Por que o cachorro troca de pelo
O pelo do cachorro não é permanente. Ele passa por um ciclo contínuo de crescimento, maturação, repouso e queda ao longo de toda a vida. O que a gente chama de troca de pelo é o momento em que esse ciclo se sincroniza em larga escala, com uma quantidade muito maior de pelos entrando na fase de queda ao mesmo tempo.
E aqui vem a parte que surpreende muita gente: quem manda nesse processo não é o frio nem o calor. É a luz. O organismo do cão detecta a variação nas horas de luz ao longo do ano e usa essa informação para disparar os ajustes hormonais que iniciam a troca da pelagem.
Faz sentido evolutivo: pelo mais denso e quente para o inverno, pelo mais leve para o verão. A transição acontece duas vezes por ano, e o período em que os pelos velhos estão caindo antes que os novos cresçam completamente é exatamente o caos que você está vivendo agora.
Quando o cachorro troca de pelo: o calendário real
O padrão mais comum é de duas trocas por ano bem definidas.
A primeira acontece no final do inverno e começo da primavera, entre agosto e outubro no Brasil. O pelo mais espesso de inverno começa a cair para dar lugar à pelagem mais leve de verão. Essa costuma ser a mais intensa e mais longa das duas.

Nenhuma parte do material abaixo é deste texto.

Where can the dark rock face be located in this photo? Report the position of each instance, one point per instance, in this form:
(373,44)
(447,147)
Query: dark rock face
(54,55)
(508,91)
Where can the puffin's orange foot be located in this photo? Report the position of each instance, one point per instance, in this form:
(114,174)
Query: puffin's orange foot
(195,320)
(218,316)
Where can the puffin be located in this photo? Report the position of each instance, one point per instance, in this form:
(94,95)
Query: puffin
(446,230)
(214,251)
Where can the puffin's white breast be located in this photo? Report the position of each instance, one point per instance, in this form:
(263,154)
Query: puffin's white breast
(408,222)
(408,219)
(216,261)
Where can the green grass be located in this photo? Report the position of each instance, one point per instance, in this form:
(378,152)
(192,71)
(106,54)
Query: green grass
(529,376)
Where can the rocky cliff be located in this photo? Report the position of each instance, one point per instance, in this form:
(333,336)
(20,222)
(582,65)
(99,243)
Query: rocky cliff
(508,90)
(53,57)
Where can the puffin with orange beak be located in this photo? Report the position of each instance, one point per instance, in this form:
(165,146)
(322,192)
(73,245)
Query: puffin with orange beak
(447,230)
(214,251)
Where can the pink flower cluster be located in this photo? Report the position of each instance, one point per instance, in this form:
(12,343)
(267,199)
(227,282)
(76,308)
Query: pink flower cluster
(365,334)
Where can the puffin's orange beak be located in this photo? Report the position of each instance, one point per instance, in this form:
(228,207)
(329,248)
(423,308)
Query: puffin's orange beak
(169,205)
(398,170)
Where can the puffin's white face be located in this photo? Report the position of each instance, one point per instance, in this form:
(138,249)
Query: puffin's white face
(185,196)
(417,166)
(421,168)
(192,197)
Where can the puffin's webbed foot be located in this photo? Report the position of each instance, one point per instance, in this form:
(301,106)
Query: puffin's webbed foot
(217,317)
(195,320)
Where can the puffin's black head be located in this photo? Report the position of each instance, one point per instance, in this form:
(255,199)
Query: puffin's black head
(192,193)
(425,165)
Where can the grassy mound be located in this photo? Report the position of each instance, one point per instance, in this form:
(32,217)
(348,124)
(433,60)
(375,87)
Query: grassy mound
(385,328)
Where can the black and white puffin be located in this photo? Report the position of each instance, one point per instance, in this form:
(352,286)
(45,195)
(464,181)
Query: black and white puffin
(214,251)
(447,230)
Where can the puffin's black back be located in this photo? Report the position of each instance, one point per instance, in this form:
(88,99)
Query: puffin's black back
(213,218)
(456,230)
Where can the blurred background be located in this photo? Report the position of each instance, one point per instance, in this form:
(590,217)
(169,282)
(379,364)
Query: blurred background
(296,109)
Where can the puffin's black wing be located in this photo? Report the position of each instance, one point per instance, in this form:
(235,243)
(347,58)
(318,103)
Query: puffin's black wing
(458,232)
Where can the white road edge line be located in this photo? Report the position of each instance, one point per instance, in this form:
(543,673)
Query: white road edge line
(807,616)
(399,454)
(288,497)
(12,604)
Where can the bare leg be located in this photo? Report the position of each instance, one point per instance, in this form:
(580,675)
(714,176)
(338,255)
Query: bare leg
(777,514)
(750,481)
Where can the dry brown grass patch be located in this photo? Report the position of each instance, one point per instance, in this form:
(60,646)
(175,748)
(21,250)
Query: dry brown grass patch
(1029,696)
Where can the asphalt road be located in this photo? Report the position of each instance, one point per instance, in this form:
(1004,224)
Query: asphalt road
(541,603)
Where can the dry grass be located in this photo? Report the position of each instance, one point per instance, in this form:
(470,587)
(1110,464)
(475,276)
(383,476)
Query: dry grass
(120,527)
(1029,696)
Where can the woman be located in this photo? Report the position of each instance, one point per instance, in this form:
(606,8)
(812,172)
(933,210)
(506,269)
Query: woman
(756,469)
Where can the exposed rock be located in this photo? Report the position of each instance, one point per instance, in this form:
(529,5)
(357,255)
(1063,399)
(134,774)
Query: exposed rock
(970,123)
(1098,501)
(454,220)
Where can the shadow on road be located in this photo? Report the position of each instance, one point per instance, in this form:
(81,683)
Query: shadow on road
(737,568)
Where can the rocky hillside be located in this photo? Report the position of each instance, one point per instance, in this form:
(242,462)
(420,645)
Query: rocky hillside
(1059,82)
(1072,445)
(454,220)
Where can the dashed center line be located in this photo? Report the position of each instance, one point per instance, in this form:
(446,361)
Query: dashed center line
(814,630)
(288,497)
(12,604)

A segunda acontece no final do verão e início do outono, entre março e maio. O pelo de verão sai para dar lugar ao mais denso de inverno. Um pouco menos dramática, mas ainda bem presente em raças de pelo duplo.
Existe um detalhe importante para cães que vivem em apartamento com iluminação artificial constante o dia todo: a variação de luz que dispara a troca é menos pronunciada nesses ambientes. O resultado pode ser uma queda de pelo mais espalhada ao longo do ano, sem picos tão intensos mas também sem períodos de trégua. Para o tutor de apartamento, o pelo é uma presença mais constante do que sazonal.

Raças que soltam mais pelo e por quê
Não é todo cachorro que solta pelo igual. O tipo de pelagem é o que determina a intensidade.
Pelo duplo: o cenário mais intenso
Raças com duas camadas de pelo são as campeonas absolutas de queda. O pelo externo é mais grosso e resistente. O subpelo, aquela camada densa e macia próxima à pele, funciona como isolante térmico.
Durante a troca de primavera, esse subpelo pode sair em tufos inteiros. É literalmente possível encher sacos com o pelo removido de um Husky Siberiano em plena troca. Raças nessa categoria incluem Husky Siberiano, Alaskan Malamute, Golden Retriever, Labrador Retriever, Pastor Alemão, Border Collie, Chow Chow e Akita.
Se você tem uma dessas raças e ainda não passou pela primeira troca de pelo, prepare-se. E compre uma escova boa antes.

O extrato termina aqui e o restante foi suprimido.